Mi metto subito in vedetta.

QUICKLY -

Bravo.

E questa sera ci berremo insieme

un bel poncino di vinello caldo

sulla brace, mentre si spegne il fuoco.


(Esce Rugby)

QUICLY -

Un bravo giovanotto questo Rugby…

Volenteroso, pronto, servizievole,

il meglio che si possa avere in casa.

E per nulla pettegolo, vi giuro,

per nulla attaccabrighe…

Solo un po’ troppo incline alla preghiera,

in questo è un po’ fissato…

Ma chi non ha difetti?… Sorvoliamo.

(A Simplicio, che sta zitto in un angolo)

Allora avete detto di chiamarvi

Pietro Simplicio?

SIMPLICIO -

In mancanza di meglio…

QUICKLY -

E siete il servo di mastro Stanghetta?

SIMPLICIO -

Sì, in coscienza.

QUICKLY -

Chi è questo Stanghetta?

Forse quel tipo che se va in giro

con quella barba tonda intorno al viso

che pare la lunetta d’un guantaio?

SIMPLICIO -

No, signora, in coscienza, non è quello;

è uno con una faccetta pallida

ed una barbettina speleggiata

color Caino.[50]

QUICKLY -

Un tipo un po’ flemmatico?

SIMPLICIO -

Sì, in coscienza, magari un po’ flemmatico,

ma pronto, all’occorrenza, a dar di mano

come chiunque altro, se s’infuria.

Ultimamente, con un guardacaccia

se ne son date di santa ragione.

QUICKLY -

Ah, sì, davvero?… Dovrei ricordarmelo…

Non è uno che va tutto impettito,

a testa alta?…

SIMPLICIO -

Esatto, proprio quello.

QUICKLY -

Ah, che non mandi il cielo ad Anna Page

peggior fortuna! Dite al signor parroco,

mastro Evans, che tutto quel che posso

per il vostro padrone, lo farò.

Annetta Page è una brava figliola,

e vorrei tanto…


Rientra RUGBY precipitosamente

RUGBY -

Via, per carità!

Sta venendo il padrone.


(Esce)


QUICKLY -

Oh, santo cielo! Adesso stiamo freschi!

Correte via di là, mio bravo giovane,

là, presto, dentro a questo gabinetto!

(Sospinge Simplicio in uno stanzino)

Non si tratterrà a lungo…

(Chiamando)

Rugby, Rugby!

John Rugby! John! Mi senti?


Rientra RUGBY

Presto, John,


Entra CAJUS ma Quickly finge di non accorgersene


va’ in giro a domandare che è successo

al padrone, che ancor non viene a casa…

Ho paura che non si senta bene.


(Esce Rugby)


(Cantando, sempre fingendo di non aver visto Cajus)


“E giù, e giù, e giù…”

CAJUS -

Che cos’è che cantate?

Non mi piasciono queste sciansciafruscole!

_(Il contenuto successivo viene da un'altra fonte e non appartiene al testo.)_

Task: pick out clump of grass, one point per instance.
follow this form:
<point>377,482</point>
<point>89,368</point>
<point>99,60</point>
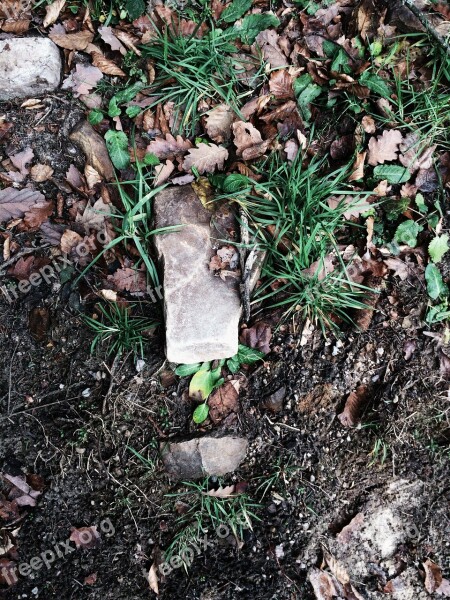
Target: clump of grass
<point>290,218</point>
<point>208,513</point>
<point>119,330</point>
<point>192,69</point>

Vi prego, andate nel mio gabinetto,

c’è una scatola verde, un boitier vert.

Portatemela. Avete bene inteso?

Una scatola verde.

QUICKLY -

Sissignore,

vado a prenderla e ve la porto subito.

(Tra sé, avviandosi verso lo stanzino)

Meno male che non c’è andato lui:

se ci trovava dentro il giovanotto

si sarebbe infuriato come un toro.


(Esce)

CAJUS -

Fé, fé, fé, fè… ma foi, il fait fort chaud!

Et je m’en vais à la cour… La grande affaire![52]


Rientra QUICKLY con un astuccio in mano

QUICKLY -

È questa?

CAJUS -

Oui, mets-le à ma pochette.[54]

Ma sbrigatevi, Quickly! Dov’è Rugby,

quella canaglia?

QUICKLY -

(Chiamando)

Ehi, oh, Rugby! Johnny!


Rientra RUGBY

RUGBY -

Son qui, signore.

CAJUS -

Tu ti chiami Johnny,

ma sei proprio uno Zanni!

Prendi la spada e seguimi alla Corte.

RUGBY -

È già pronta, signore, qui all’ingresso.

CAJUS -

Affé, ch’io faccio tardi, dannazione!

Qu’ai-je oublié?…[57] Ah sì, nel mio stanzino

son rimasti dei semplici.

Non vo’ dimenticarli a nessun costo!

(S’avvia per entrare nello stanzino)

QUICKLY -

Oh, poveretta me!…

Ora ci trova dentro il giovanotto,

e s’infuria…

CAJUS -

(Apre la porta dello stanzino e vede Simplicio)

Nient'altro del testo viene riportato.